A imagem que chama a embarcar em um desses trens é o retrato de uma jovem migrante nordestina cujo olhar se perde no horizonte de quem retorna sem contemplar seus sonhos. Essa é apenas uma das fotografias realizadas por Claudia Andujar para o a reportagem É o trem do diabo (maio, 1969) <ID974> para a Revista Realidade (1966-1976)[1]. Essa revista surge como um marco na história do fotojornalismo brasileiro, principalmente nos seus três primeiros anos de existência quando, em meio à ditadura militar, promovia um discurso transgressor e estabelecia um profundo vínculo com os aspectos sociais da sociedade brasileira, diferenciando-se do contexto específico da produção jornalística, que pactuava diretamente com os setores conservadores:
Realidade deu vida textual a esse conjunto de problemas. A leitura das reportagens que publicou permite identificar um sentido hegemonicamente revelador na investigação jornalística que conduzia sua produção para além dos limites da linguagem convencional da imprensa: no confronto com a materialidade das questões que seus profissionais abordaram, os recursos discursivos da revista resvalaram para formas literárias e ficcionais de narrativa que ampliaram sua penetração junto ao público leitor, transformando-a numa fonte de conhecimento e de disseminação dos novos padrões culturais da época em que existiu.
(FARO, 1998, p 4).
A revista Realidade estabeleceu a ponte entre um engajamento político das classes médias, principalmente setores ligados à produção cultural e ao meio universitário, com um jornalismo de caráter investigativo e denunciativo da realidade social e política do Brasil, marcando um sentimento de oposição ao conjunto autoritário de forças que se desenhava.
A fotógrafa embarca no “trem baiano” por um período de sete dias para produzir essa matéria, escrita de forma narrativa por Patrício Renato. O termo baiano, nome do trem, mas arraigado na linguagem cotidiana e que carrega todo o simbolismo da xenofobia arraigada na sociedade tradicional “da gema”, remete à história da formação da cidade de São Paulo, como se vê no documentário Tem que ser baiano? (1993) <ID966>, de Henri Gervaiseau. Produzido nos primeiros anos da transição democrática, o vídeo produzido com base numa ampla pesquisa documental e entrevistas, reforça, com clareza, a substituição do “mito Brasil” pelo “mito São Paulo” em seu patrimonialismo, racionalidade e disciplina capitalista (SOUZA, 2009, p. 65).
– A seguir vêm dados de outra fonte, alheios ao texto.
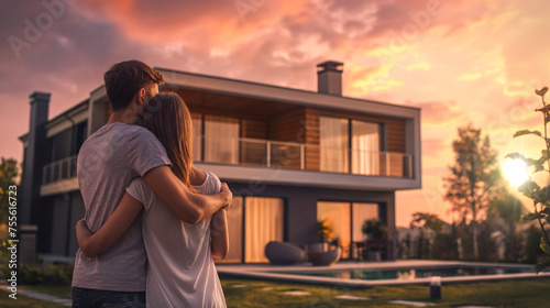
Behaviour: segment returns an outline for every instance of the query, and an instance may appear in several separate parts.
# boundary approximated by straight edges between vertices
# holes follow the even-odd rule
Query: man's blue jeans
[[[73,297],[73,308],[144,308],[146,305],[144,292],[116,292],[73,287],[70,297]]]

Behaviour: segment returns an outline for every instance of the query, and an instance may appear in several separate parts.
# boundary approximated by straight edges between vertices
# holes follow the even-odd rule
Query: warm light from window
[[[506,161],[503,165],[503,173],[506,179],[514,186],[519,186],[529,179],[527,165],[521,160]]]

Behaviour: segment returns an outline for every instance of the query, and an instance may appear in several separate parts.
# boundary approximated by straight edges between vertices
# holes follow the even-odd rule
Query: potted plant
[[[363,222],[361,231],[366,237],[366,257],[369,261],[381,261],[381,248],[387,245],[387,228],[384,221],[372,218]]]

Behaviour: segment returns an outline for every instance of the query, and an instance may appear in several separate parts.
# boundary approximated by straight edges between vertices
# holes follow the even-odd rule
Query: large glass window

A manutenção e o amadurecimento desse mito ao longo da ditadura brasileira permite fazer da hegemonia econômica a norma para o estabelecimento de um hierarquia cultural e política como modelo global para a nação. Estende-se, assim, ao migrante brasileiro posto como o outro nesse jogo de poder marcado pelo conflito do julgamento racial gerado por um não pertencimento à herança europeia das imigrações italiana, alemã e japonesas, incentivadas pelo Estado brasileiro, mas que são parte da mesma cidade.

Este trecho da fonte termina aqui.